First published to the AKASHA Foundation blog.
Despite the over-emphasis of competition in Darwin's theory of evolution, the great man himself sensed the importance of cooperation.
I should premise that I use the term Struggle for Existence in a large and metaphorical sense, including dependence of one being on another ...
[On the Origin of Species, Darwin, 1859]
Modern day scientists know that any investment of resources by individuals — of the same species or different — in acts of cooperation could in fact make those individuals vulnerable to non-cooperators, and yet cooperating proves to be a continuing strength rather than a weakness. We see cooperation everywhere we look.
[We have] a new view of continual cooperation, strong interaction, and mutual dependence among life forms.

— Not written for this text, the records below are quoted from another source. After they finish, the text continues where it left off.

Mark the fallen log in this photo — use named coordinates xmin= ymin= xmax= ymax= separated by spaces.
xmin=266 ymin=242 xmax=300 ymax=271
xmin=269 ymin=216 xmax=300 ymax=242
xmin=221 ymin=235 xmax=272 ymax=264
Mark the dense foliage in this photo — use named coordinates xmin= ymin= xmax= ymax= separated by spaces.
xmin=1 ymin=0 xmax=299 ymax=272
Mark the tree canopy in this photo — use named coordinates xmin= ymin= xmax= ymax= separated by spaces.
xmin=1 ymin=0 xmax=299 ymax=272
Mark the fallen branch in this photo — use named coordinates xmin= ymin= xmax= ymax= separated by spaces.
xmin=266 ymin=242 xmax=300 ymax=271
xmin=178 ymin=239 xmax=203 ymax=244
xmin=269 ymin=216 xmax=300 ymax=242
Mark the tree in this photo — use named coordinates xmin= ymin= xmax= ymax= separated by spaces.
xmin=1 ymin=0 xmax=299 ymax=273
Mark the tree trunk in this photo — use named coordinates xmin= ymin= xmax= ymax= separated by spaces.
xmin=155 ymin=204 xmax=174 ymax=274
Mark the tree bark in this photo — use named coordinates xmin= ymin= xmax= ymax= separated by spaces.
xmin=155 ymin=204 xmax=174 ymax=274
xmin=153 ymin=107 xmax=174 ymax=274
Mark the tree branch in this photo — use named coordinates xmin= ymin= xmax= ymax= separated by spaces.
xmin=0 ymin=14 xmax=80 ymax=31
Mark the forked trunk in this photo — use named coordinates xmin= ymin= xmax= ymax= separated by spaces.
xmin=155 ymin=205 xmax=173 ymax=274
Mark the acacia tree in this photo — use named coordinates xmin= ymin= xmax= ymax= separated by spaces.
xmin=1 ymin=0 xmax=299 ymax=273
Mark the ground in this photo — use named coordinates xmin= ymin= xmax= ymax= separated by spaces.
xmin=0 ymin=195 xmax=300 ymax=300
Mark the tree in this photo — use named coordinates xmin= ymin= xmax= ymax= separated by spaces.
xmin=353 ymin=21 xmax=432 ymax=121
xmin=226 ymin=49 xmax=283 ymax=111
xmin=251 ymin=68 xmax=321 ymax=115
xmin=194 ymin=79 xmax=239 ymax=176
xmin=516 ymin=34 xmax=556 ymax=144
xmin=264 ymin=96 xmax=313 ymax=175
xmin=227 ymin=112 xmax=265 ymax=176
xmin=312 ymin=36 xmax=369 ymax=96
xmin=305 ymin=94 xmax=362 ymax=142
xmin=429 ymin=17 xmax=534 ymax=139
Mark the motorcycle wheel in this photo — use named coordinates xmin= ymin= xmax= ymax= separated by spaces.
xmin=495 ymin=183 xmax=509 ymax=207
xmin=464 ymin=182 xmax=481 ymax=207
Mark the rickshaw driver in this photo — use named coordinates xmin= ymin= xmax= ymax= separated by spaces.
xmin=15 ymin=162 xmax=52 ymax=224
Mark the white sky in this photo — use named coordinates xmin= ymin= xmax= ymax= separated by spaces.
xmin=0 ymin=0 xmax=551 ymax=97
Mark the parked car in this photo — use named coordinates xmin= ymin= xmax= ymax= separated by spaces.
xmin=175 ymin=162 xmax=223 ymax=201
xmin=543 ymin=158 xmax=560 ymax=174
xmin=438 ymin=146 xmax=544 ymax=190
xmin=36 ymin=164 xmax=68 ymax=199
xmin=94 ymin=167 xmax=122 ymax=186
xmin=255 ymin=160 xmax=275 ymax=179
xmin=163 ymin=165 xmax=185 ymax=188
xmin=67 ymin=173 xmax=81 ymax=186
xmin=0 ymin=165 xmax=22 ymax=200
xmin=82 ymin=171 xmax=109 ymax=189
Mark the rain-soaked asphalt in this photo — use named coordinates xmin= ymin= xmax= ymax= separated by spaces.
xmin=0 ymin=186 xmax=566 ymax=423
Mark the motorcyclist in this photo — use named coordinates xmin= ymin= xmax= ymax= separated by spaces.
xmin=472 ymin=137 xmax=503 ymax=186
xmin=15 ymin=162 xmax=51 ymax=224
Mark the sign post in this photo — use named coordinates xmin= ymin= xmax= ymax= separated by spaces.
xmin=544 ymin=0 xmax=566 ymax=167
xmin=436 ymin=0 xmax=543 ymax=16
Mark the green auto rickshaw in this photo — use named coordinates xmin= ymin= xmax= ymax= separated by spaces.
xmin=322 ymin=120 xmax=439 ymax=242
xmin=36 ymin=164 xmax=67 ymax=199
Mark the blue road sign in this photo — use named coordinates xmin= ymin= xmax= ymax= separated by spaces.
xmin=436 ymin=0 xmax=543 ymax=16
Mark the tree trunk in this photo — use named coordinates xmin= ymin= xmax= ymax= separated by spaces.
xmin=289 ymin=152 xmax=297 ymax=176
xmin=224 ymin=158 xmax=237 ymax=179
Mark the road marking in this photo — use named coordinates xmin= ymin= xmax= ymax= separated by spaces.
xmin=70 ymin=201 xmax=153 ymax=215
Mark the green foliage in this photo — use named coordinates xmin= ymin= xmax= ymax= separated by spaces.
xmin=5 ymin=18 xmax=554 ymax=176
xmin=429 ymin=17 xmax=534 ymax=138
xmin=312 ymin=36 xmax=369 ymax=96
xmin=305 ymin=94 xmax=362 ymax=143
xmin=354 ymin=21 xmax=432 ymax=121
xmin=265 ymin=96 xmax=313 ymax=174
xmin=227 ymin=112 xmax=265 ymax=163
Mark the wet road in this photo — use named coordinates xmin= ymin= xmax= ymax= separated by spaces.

Life did not take over the globe by combat, but by networking.
[Microcosmos, Margulis & Sagan, 1997]
Cooperation confers an irrefutable advantage and we're still grappling with understanding the qualities of the mechanisms that make this the case.
Human beings are brilliant same-species cooperators — hence our parasitic success — and yet a quick scan of typical news headlines would suggest quite the opposite. Without dwelling too deeply on international relations or indeed media theory, the reported character of interactions between the likes of the United States and China and Russia and India and Europe might be said to be more fractious than cooperative. And national news headlines compound the gloom.
Why?
Why can't we just work together for mutual advantage on our little blue marble? As co-pilots of Spaceship Earth?